On Sun, 21 Nov 2004 00:09:31 -0500 (EST) Sean Donelan <sean@donelan.com> wrote:
On Sat, 20 Nov 2004, Vicky wrote:
interesting read at: http://qbone.internet2.edu/papers/non-architectural-problems.txt
There is a long history of problems. But Internet2 also shows a success for Diffserv, namely there is demand for a "worse" effort.
Are a dozen differnt classes useful to a network operator?

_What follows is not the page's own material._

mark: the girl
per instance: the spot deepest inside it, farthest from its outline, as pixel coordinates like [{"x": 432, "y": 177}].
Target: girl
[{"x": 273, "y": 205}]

Dear Sean; You raise an interesting point. There are some emerging wide bandwidth applications (eVLBI is one, particle physics experiments are another) where bandwidth demands are high but the value of each individual bit is low. (In VLBI it is typical for each bit sent to only contain about 10^-3 to 10^-4 bits of actual information.) As a result, these applications are (or can be made to be) very tolerant of packet losses. eVLBI, for example, would take 1 Gbps with 25% loss over 100 Mbps with no loss any day. An "Internet standby" worse than best effort QOS would be easy to implement, according to router vendors, and there seems no reason why ISP's would not want to propagate such a COS flag. This is not really a new idea. When I was programming on a mainframe as a student (back when dinosaurs walked the Earth) I routinely used a service class that only gave me CPU when there were no other uses for the system. This would extend the same idea to the Internet, and it fits with with the QBone experience that it's hard to impossible to raise priorities interdomain, but easy to lower them. Would commercial operators support a reduced cost standby system with a "do not queue" or "drop these bits first" policy flag attached ? I would be curious to receive re-world experiences or suggestions off list, and would be glad to summarize later on list. Regards Marshall Eubanks P.S. Note that such a system would easily interoperate with non-participating networks, who could either drop such traffic entirely (it is worse than best effort, after all), or forward it with normal priority, as they see fit.